Well it's not that Rocco will cost the same as the down payment, but it's going to take a good chunk out of the down payment that I already don't have. Kind of puts me further back. If tht makes sense. Last time I took a rat to the vet it was around 200-300 dollars. So I just fear that.


----------



## gotchea (May 4, 2013)

Rocco is going to the vet. It's just the stress of it all.


----------



## webspinnr (Jul 27, 2014)

*Hugs*


----------



## ksaxton (Apr 20, 2014)

Oh okay. I hate spending money lol, I hoard my money. I hope you can figure something out. It always seems like everything goes wrong at the same time -_-


----------



## gotchea (May 4, 2013)

webspinnr said:


> *Hugs*


 hahaha thank you.
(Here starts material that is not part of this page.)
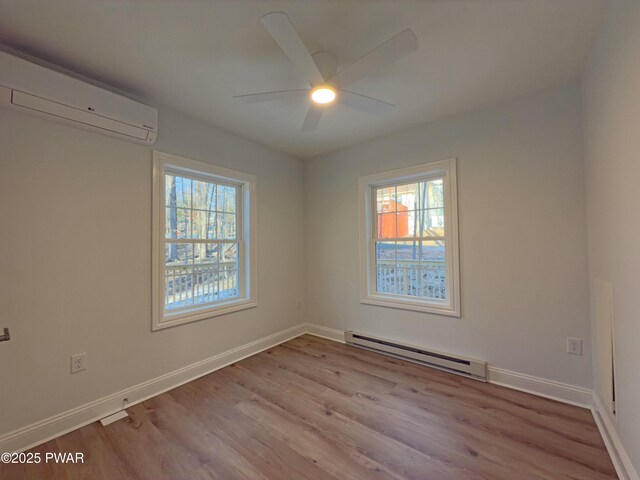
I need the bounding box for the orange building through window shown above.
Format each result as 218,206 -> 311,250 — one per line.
377,200 -> 409,238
That's pretty much what I needed.


----------



## gotchea (May 4, 2013)

ksaxton said:


> Oh okay. I hate spending money lol, I hoard my money. I hope you can figure something out. It always seems like everything goes wrong at the same time -_-


 haha exactly! Why WHY!!! I guess life could be worse though. I have food and clothes and loaner car and I do have money to take my rat to the vet. I just had a mini melt down/pity party for a moment.


----------



## webspinnr (Jul 27, 2014)

Everyone needs those once in a while. We aren't here to judge. I'm glad you didn't delete it. Helps me know when I feel like this I'm not alone either. And you can't really vent really and truly unless people see it anyways.


----------



## darkiss4428 (May 31, 2014)

i know this feeling i just droped 4k cause my friends car broke down while i was at work in it and i had to get it tiwed fixed and a new van while her car is being fixed... i come home and thunder is sneezy and chirpy i gave him honey and warm blankets im worried he has a uri and dont get paid till next monday :-( any other time id have enough to rush him right in and even pay afyer hours fee or the oxygen box and all that its like... when it rains it pours!


----------



## gotchea (May 4, 2013)

It is awful huh? Ugh our poor rats! I just keep trying to remind myself that everything happens for a reason.


----------



## anawelch (Sep 25, 2013)

I always say having a postive attitude in these types of situations is all you can really do. For example, my dad is a very unhappy, angry person. He's not a bad person but he doesnt handle things well and he expresses his emotions through anger. Whenever something goes wrong he thinks very negatively and it tends to make things even worse. After dealing with that my whole life I've learned to always think postively and it has always worked out for me. I'm not sure if I believe in God or cosmic forces but it seems like putting postive vibes gets a good return. I have total faith that everything is gonna work out just fine for you.


----------